SALT LAKE CITY -- An independent commission will be appointed to investigate how police handled the Elizabeth Smart abduction case, Salt Lake City's mayor said Monday.
Rocky Anderson said the five-member panel will begin its work after the completion of the case against Brian Mitchell, who is suspected in the kidnapping. He did handyman work at the Smart house one day in November 2001 and was identified by Elizabeth's younger sister as the man who may have taken the teen.
The commission will likely focus on the level of attention authorities gave the self-proclaimed prophet during the investigation, and whether they concentrated too hard on Richard Ricci.
Ricci had worked as a handyman at the Smart home more than a year before the kidnapping and was considered a possible suspect in the weeks after Elizabeth's disappearance. Ricci died last August of a brain hemorrhage in jail, where he was being held on an unrelated parole violation.

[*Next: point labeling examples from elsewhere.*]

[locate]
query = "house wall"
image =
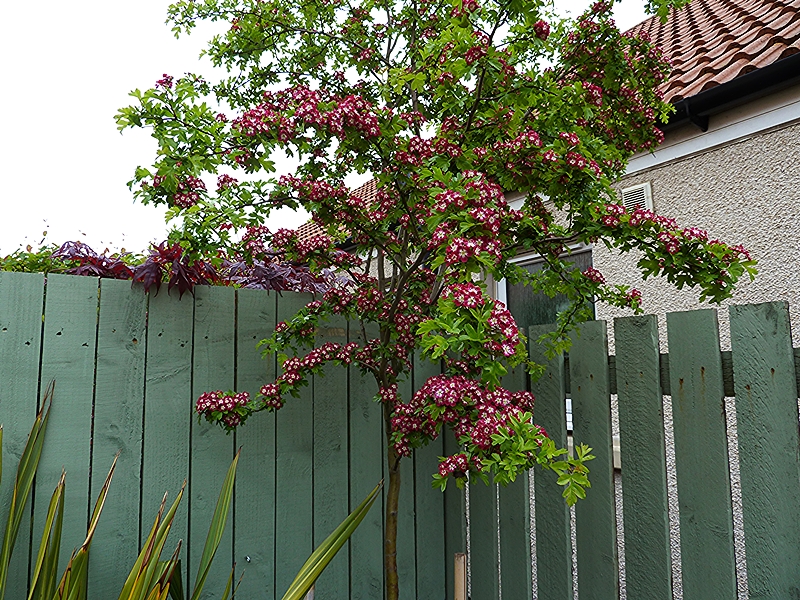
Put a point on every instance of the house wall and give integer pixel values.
(745, 191)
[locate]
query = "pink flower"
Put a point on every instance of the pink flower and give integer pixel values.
(541, 29)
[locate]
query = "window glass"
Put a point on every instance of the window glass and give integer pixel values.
(539, 309)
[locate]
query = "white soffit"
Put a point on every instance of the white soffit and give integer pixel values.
(763, 114)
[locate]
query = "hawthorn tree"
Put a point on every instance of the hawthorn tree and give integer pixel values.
(448, 105)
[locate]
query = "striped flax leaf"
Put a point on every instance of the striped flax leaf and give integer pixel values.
(216, 528)
(43, 582)
(26, 470)
(323, 555)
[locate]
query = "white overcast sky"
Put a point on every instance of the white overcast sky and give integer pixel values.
(66, 68)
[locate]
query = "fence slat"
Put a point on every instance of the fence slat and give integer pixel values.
(595, 516)
(212, 450)
(330, 459)
(68, 355)
(294, 516)
(769, 460)
(648, 571)
(429, 509)
(254, 509)
(406, 550)
(168, 413)
(484, 559)
(119, 391)
(21, 302)
(515, 523)
(366, 470)
(455, 509)
(704, 491)
(553, 535)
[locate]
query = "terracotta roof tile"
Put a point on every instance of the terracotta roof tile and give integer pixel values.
(712, 42)
(368, 191)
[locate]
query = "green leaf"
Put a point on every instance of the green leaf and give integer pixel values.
(323, 555)
(217, 527)
(26, 470)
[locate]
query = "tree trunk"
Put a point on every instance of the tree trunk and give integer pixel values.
(390, 535)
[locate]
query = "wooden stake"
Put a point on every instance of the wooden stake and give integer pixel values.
(460, 576)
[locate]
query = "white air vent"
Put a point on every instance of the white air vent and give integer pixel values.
(637, 196)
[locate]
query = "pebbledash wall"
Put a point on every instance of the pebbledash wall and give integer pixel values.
(741, 182)
(747, 191)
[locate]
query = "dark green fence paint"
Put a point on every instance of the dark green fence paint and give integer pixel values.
(648, 571)
(429, 505)
(766, 413)
(553, 537)
(595, 517)
(21, 298)
(119, 388)
(698, 417)
(515, 522)
(207, 342)
(484, 557)
(366, 470)
(294, 518)
(254, 500)
(455, 526)
(406, 535)
(330, 460)
(211, 451)
(168, 414)
(68, 356)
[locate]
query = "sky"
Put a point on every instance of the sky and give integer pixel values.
(65, 71)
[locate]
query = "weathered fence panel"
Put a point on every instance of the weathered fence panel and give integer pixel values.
(708, 566)
(129, 367)
(21, 299)
(762, 371)
(596, 517)
(644, 471)
(553, 541)
(766, 413)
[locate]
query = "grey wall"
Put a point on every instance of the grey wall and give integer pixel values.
(745, 192)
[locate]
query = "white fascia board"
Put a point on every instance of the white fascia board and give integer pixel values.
(775, 110)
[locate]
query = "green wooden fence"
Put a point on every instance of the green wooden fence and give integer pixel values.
(760, 371)
(128, 367)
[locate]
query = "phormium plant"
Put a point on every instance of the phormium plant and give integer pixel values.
(448, 105)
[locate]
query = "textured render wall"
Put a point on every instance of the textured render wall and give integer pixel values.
(746, 192)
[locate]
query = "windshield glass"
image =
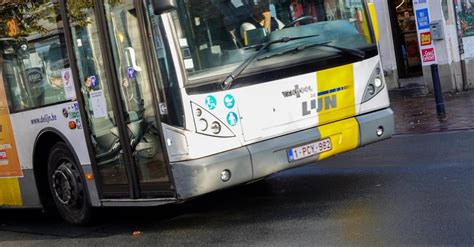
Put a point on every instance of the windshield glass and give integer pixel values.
(215, 36)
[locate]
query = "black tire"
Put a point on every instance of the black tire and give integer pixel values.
(68, 187)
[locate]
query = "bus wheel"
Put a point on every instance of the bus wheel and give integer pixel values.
(68, 186)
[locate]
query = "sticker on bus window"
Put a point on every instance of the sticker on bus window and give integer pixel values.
(68, 84)
(229, 101)
(99, 105)
(232, 119)
(131, 72)
(211, 102)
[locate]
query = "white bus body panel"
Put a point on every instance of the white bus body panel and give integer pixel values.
(264, 112)
(28, 125)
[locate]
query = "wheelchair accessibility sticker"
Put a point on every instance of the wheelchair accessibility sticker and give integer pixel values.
(229, 101)
(211, 102)
(232, 119)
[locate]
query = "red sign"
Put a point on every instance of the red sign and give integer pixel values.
(428, 55)
(3, 155)
(425, 38)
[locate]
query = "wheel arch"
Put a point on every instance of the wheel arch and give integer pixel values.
(45, 140)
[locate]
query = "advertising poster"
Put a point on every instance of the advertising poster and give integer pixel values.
(465, 24)
(9, 162)
(423, 20)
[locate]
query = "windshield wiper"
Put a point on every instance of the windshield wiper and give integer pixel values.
(227, 83)
(354, 52)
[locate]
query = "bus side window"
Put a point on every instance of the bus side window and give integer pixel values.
(33, 60)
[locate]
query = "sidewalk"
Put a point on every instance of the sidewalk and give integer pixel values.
(417, 114)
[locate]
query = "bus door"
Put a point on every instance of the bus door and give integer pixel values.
(120, 103)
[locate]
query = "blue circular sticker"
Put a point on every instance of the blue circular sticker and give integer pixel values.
(229, 101)
(211, 102)
(232, 119)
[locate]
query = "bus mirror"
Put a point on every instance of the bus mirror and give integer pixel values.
(163, 6)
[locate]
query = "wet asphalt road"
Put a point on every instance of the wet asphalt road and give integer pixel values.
(410, 190)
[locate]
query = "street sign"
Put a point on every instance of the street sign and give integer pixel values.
(425, 37)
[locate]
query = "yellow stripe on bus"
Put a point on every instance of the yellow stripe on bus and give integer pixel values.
(10, 194)
(344, 136)
(336, 78)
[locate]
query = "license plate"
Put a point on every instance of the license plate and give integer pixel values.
(308, 150)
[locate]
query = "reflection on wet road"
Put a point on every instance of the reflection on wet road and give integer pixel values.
(409, 190)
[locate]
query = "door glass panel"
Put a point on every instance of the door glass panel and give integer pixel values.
(136, 92)
(96, 93)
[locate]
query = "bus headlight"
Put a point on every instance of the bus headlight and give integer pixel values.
(375, 85)
(215, 128)
(378, 82)
(208, 123)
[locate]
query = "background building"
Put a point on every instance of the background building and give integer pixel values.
(400, 51)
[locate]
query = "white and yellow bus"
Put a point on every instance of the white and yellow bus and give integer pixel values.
(141, 103)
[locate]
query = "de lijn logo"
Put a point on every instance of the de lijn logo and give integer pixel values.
(229, 101)
(232, 119)
(211, 102)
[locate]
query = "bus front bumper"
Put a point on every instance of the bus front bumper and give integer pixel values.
(255, 161)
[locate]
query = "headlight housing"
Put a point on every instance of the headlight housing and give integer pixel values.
(375, 85)
(208, 124)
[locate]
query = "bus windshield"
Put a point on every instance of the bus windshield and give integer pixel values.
(215, 36)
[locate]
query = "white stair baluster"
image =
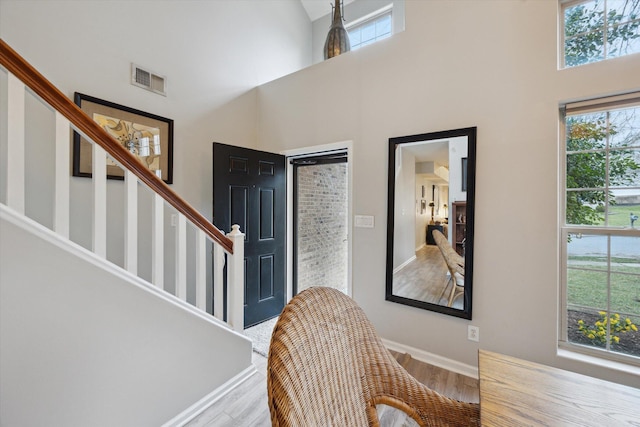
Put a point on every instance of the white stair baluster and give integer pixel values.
(131, 222)
(218, 281)
(181, 257)
(15, 144)
(99, 178)
(62, 180)
(157, 242)
(235, 280)
(201, 270)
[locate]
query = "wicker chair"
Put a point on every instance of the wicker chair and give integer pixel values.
(455, 264)
(328, 367)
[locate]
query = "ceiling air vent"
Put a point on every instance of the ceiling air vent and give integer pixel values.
(148, 80)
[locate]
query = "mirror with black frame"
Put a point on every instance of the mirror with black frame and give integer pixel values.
(430, 220)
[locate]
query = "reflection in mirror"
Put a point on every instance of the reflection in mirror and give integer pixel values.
(430, 220)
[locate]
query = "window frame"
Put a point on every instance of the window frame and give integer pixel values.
(565, 4)
(368, 18)
(573, 109)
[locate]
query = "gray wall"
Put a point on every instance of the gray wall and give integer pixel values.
(82, 346)
(490, 64)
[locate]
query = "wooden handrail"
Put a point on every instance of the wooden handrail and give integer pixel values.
(19, 67)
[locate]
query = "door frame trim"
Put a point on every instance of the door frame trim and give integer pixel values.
(310, 151)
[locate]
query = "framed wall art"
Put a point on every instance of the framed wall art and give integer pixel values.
(148, 136)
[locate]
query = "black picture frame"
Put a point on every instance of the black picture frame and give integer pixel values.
(148, 136)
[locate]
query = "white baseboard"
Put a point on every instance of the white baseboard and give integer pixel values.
(203, 404)
(433, 359)
(404, 264)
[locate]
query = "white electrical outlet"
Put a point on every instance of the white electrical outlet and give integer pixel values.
(473, 333)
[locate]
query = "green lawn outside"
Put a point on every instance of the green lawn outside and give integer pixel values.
(619, 215)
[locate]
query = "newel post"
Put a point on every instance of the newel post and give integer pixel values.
(235, 282)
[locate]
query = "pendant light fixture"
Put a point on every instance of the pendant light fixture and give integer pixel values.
(338, 39)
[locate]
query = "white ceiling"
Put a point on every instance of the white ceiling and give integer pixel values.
(318, 8)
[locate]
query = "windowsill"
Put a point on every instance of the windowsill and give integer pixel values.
(597, 361)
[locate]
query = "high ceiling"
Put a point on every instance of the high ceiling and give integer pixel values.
(318, 8)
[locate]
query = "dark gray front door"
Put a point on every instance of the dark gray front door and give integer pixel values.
(249, 189)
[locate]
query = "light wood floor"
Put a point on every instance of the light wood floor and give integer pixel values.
(247, 406)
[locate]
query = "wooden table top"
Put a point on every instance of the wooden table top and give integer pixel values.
(514, 392)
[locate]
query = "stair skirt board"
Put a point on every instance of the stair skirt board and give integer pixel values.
(203, 404)
(433, 359)
(50, 236)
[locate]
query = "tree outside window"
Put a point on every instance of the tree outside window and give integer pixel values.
(595, 30)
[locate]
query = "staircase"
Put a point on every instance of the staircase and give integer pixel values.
(94, 329)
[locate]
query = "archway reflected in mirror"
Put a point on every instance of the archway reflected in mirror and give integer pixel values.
(431, 191)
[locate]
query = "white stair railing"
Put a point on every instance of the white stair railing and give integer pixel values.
(226, 249)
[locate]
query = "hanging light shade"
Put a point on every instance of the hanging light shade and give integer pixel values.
(338, 39)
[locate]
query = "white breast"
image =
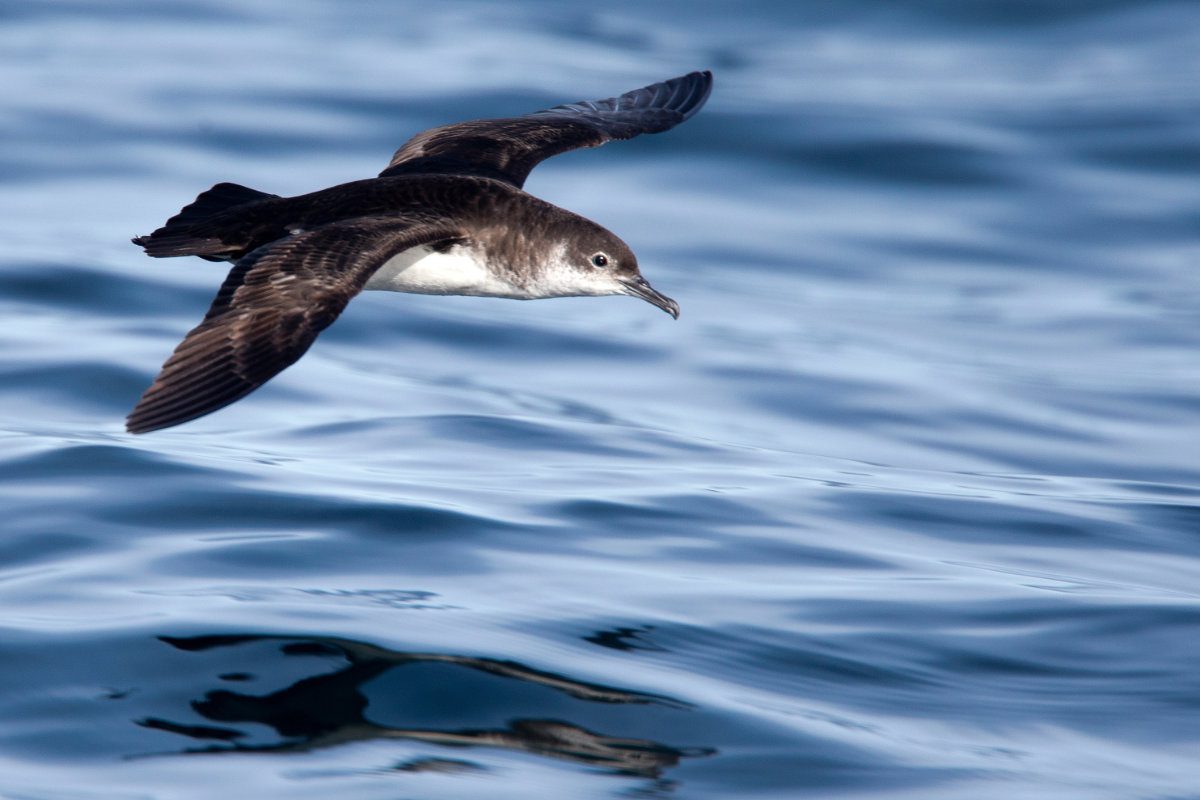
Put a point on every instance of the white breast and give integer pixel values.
(421, 270)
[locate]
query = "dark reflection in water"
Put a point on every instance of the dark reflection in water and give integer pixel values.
(331, 709)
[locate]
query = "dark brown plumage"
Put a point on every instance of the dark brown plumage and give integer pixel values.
(299, 260)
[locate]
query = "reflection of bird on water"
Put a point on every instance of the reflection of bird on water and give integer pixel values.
(329, 709)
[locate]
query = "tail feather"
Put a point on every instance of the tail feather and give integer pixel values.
(186, 233)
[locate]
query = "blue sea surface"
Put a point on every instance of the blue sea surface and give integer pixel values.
(906, 505)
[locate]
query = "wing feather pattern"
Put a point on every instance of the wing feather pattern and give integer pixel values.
(269, 311)
(508, 149)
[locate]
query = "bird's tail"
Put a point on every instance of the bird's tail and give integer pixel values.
(187, 233)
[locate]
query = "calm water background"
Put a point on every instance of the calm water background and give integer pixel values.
(905, 505)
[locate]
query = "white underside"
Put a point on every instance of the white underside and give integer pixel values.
(421, 270)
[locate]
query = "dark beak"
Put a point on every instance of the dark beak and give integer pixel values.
(640, 288)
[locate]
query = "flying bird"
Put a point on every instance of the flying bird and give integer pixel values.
(448, 216)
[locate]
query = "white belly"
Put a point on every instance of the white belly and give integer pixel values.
(423, 271)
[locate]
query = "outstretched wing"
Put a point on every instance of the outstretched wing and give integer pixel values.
(269, 311)
(508, 149)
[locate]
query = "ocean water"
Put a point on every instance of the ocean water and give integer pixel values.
(905, 505)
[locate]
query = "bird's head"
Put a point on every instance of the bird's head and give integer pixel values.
(595, 262)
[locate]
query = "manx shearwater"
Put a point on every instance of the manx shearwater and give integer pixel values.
(447, 216)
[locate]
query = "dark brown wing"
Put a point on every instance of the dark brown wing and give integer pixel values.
(508, 149)
(267, 313)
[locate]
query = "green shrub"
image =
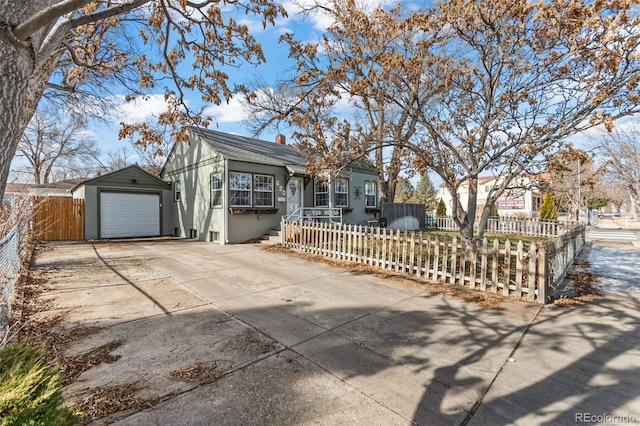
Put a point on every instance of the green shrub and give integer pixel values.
(30, 390)
(548, 209)
(494, 211)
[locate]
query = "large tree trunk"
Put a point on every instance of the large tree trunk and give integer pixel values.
(24, 71)
(16, 108)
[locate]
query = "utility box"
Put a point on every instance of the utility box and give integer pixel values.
(403, 216)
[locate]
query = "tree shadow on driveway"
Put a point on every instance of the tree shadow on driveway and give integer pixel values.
(317, 351)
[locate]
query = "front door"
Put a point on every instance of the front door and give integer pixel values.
(294, 195)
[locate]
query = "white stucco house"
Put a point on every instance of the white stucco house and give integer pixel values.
(524, 200)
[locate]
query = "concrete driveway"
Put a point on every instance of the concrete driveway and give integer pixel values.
(235, 334)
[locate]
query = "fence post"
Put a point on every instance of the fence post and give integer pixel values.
(507, 267)
(532, 273)
(543, 273)
(454, 259)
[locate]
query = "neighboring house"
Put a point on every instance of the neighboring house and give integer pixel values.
(524, 200)
(126, 203)
(232, 189)
(14, 190)
(55, 189)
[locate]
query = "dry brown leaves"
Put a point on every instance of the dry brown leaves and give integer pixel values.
(111, 400)
(487, 300)
(72, 367)
(201, 373)
(583, 285)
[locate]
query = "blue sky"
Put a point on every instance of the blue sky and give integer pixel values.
(229, 117)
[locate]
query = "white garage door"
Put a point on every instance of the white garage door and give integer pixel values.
(129, 215)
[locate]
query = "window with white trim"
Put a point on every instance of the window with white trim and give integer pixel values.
(341, 188)
(239, 189)
(216, 189)
(370, 193)
(263, 191)
(321, 194)
(177, 191)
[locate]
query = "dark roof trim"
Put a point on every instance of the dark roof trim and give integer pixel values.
(97, 179)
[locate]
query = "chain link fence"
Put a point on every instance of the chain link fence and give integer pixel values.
(9, 275)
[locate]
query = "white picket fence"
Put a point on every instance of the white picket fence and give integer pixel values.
(508, 267)
(515, 226)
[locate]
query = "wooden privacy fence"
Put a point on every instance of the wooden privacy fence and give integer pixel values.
(58, 218)
(499, 266)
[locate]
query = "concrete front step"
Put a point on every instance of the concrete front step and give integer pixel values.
(271, 238)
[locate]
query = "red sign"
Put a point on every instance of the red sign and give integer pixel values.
(510, 202)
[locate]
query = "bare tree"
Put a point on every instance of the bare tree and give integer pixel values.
(574, 178)
(494, 86)
(621, 147)
(55, 46)
(521, 78)
(362, 61)
(51, 142)
(153, 157)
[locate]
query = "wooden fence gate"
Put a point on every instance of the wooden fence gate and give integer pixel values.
(58, 218)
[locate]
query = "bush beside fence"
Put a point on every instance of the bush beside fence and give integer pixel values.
(516, 226)
(9, 274)
(508, 267)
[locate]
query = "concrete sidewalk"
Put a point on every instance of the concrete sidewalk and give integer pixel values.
(578, 364)
(288, 341)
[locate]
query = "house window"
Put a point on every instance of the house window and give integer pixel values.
(216, 189)
(239, 189)
(321, 194)
(177, 191)
(263, 190)
(370, 193)
(342, 192)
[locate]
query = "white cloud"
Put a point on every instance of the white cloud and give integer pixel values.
(231, 112)
(138, 110)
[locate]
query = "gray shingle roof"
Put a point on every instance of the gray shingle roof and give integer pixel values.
(241, 148)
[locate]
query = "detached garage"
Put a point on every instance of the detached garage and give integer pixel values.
(126, 203)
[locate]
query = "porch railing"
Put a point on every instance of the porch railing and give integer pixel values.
(334, 215)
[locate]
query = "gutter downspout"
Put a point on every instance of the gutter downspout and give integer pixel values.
(225, 240)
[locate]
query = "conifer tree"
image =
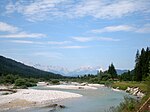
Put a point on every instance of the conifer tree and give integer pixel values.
(112, 71)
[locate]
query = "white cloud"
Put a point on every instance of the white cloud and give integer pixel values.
(42, 9)
(51, 55)
(74, 47)
(22, 41)
(144, 29)
(58, 43)
(82, 39)
(108, 39)
(126, 28)
(23, 35)
(114, 29)
(87, 39)
(4, 27)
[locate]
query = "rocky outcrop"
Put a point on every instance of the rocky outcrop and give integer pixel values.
(135, 91)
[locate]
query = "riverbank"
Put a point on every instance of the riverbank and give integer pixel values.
(71, 87)
(29, 97)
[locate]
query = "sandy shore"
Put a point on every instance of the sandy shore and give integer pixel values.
(71, 87)
(30, 97)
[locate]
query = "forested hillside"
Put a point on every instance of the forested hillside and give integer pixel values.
(9, 66)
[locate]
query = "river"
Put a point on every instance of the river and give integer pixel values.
(99, 100)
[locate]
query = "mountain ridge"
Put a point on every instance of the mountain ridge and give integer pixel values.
(10, 66)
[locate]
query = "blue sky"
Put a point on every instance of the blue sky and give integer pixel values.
(74, 33)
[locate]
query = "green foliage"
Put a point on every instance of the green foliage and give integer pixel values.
(55, 82)
(20, 82)
(127, 76)
(142, 64)
(9, 66)
(129, 105)
(24, 83)
(112, 71)
(123, 85)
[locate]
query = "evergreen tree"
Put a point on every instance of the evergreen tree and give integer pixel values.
(142, 64)
(112, 71)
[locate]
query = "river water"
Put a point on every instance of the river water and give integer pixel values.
(99, 100)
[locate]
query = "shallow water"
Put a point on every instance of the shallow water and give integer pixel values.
(99, 100)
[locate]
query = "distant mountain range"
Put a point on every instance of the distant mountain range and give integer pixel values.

$80 million settlement reached by Merrill Lynch
WASHINGTON -- The Securities and Exchange Commission on Monday charged four former executives of Merrill Lynch with helping Enron inflate profits and mislead investors with financing deals. Merrill agreed to pay $80 million to resolve the 1999 case.
The SEC and Merrill, the nation's biggest brokerage firm, reached a tentative settlement agreement last month. The firm neither admits nor denies wrongdoing in the settlement, which it says ends the SEC's investigation into its dealings with Enron.
In a civil lawsuit filed in federal court in Houston, the SEC alleged that the former Merrill executives "aided and abetted Enron Corp.'s earnings manipulation" by working with Enron executives to set up the transactions. The four men are disputing the SEC's allegations.
NASA: Columbia's pieces fell in 'steady stream'
HOUSTON -- Columbia lost a "steady stream" of pieces from California all the way to its final breakup over Texas, as wires in its left wing burned and shorted out, shuttle officials told the accident investigation board Monday.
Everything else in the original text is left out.